|We concluded the previous
chapter by analyzing the evolutionary dynamics of one of the most complex GEP systems – linearly encoded neural networks – and observed that GEP-nets exhibit exactly the same kind of evolutionary dynamics found in less complex genotype/phenotype systems.
As stated earlier in this chapter, the simple chromosomal organization used for combinatorial optimization is very similar to the canonical GA. Thus, it would be interesting to see if the evolutionary dynamics of these simpler GEP systems are also of the kind observed in GA’s populations.
Let’s first analyze the simplest GEP system in which only one multigene family is used per chromosome. Its evolutionary dynamics is shown in
Figure 6.7. Note that the evolutionary dynamics for this simple system is similar to the dynamics characteristic of GA’s populations. In those dynamics the plot for average fitness closely accompanies the plot for the best fitness and the oscillatory pattern on average fitness is less pronounced.
Figure 6.7. Evolutionary dynamics found in the simplest GEP systems. This dynamics was obtained for the first successful run of the experiment summarized in
Table 6.1 (traveling salesperson problem with 19 cities).

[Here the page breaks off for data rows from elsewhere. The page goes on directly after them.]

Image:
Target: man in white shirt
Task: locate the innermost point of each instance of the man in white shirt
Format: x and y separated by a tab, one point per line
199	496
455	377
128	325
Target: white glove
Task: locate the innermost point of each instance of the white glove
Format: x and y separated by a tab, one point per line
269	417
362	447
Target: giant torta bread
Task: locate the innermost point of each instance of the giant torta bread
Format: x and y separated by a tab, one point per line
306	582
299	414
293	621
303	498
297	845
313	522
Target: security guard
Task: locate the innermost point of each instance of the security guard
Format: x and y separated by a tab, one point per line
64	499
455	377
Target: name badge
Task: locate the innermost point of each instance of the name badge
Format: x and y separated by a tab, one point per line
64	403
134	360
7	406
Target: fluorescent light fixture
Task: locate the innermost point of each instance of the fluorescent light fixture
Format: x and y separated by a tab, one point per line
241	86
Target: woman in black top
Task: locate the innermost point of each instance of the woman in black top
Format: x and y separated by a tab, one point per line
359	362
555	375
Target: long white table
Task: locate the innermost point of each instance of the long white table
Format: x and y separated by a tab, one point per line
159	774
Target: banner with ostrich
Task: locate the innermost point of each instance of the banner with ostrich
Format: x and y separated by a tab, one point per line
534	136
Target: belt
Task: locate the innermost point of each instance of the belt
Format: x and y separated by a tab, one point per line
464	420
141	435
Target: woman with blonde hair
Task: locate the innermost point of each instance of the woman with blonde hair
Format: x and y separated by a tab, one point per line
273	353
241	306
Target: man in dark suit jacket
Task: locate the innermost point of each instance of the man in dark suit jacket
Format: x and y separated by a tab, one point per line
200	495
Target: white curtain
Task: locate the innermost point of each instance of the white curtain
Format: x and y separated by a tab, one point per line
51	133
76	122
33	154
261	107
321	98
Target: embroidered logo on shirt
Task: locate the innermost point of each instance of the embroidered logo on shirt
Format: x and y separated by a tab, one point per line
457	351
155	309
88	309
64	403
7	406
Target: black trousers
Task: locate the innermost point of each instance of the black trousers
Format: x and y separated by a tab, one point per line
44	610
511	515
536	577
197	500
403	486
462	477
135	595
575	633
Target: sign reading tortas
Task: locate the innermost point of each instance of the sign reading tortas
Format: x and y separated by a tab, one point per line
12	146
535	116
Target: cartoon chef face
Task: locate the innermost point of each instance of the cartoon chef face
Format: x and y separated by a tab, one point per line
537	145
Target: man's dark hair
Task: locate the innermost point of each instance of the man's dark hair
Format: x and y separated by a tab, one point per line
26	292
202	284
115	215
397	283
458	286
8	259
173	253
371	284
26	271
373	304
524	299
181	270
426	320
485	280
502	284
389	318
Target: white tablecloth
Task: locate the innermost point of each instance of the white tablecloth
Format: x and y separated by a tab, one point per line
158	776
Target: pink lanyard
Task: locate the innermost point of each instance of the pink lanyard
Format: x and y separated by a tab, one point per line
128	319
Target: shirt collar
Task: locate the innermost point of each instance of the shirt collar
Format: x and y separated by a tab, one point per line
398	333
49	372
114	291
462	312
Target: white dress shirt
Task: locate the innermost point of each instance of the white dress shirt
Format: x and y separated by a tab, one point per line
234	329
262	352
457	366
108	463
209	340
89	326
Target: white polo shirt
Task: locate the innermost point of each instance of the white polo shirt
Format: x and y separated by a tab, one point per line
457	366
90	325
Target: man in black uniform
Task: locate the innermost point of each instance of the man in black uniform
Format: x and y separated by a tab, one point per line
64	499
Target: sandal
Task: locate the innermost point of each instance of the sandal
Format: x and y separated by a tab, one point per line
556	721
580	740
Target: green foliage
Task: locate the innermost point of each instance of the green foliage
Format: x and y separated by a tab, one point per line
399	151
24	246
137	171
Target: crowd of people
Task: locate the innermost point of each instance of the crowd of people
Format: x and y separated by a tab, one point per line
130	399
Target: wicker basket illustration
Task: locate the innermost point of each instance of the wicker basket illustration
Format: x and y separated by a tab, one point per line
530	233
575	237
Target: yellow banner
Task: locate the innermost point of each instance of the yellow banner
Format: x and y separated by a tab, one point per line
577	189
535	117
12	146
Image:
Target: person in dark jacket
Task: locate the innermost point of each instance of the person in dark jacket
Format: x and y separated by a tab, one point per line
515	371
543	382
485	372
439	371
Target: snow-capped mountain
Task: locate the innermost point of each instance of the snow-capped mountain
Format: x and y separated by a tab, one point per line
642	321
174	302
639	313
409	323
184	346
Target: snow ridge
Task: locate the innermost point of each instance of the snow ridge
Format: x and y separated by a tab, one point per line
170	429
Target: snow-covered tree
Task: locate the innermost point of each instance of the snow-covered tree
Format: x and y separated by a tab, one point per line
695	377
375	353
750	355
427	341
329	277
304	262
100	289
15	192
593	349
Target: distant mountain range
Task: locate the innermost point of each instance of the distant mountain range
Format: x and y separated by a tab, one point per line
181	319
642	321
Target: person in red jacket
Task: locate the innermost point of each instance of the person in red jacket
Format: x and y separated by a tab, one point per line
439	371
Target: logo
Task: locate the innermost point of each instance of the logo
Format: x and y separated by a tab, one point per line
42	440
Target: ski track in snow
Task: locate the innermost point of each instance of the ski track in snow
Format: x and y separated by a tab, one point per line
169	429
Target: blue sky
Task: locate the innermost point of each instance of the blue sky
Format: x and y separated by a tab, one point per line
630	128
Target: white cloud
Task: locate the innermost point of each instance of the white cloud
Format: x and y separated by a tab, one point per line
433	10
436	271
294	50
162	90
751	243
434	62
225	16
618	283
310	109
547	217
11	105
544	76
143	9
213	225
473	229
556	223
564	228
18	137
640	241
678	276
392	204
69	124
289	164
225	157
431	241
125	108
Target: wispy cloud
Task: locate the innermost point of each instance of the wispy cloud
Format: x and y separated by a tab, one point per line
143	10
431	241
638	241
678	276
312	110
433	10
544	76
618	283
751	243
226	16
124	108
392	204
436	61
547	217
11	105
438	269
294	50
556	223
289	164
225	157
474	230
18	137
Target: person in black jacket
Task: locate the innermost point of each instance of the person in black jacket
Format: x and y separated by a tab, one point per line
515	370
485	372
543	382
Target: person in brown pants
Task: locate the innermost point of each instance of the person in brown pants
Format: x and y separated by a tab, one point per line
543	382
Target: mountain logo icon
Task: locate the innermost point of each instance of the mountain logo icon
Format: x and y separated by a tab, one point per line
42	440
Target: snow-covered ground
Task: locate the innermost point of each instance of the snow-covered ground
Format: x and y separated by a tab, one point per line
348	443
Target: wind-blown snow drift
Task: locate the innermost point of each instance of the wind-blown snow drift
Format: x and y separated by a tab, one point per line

And finally, let’s analyze a slightly more complex system where chromosomes composed of two multigene families are used. The evolutionary dynamics shown in
Figure 6.8 was obtained for the first successful run of the experiment summarized in
Table 6.2. It is worth noticing that this evolutionary dynamics is no longer of the type expected for a GA. In fact, it has all the hallmarks of a GEP dynamics: the oscillatory pattern in average fitness and the considerable difference between the fitness of the best individual and the fitness of the average individual. Indeed, one should expect this kind of dynamics because of the higher complexity required to express chromosomes composed of two multigene families encoding complex interactions between their members.
Figure 6.8. Evolutionary dynamics of simple GEP systems. This dynamics was obtained for a successful run of the experiment summarized in
Table 6.2 (six-by-six task assignment problem). Note that, although simple, this system no longer exhibits a typical GA dynamics.
In the next chapter I will conduct a series of evolutionary studies, including the detailed analysis of the evolutionary dynamics typical of GEP populations. The aim of those studies is to discuss some controversial topics in evolutionary computation, most of them raised and intensified by the invention of gene expression programming itself.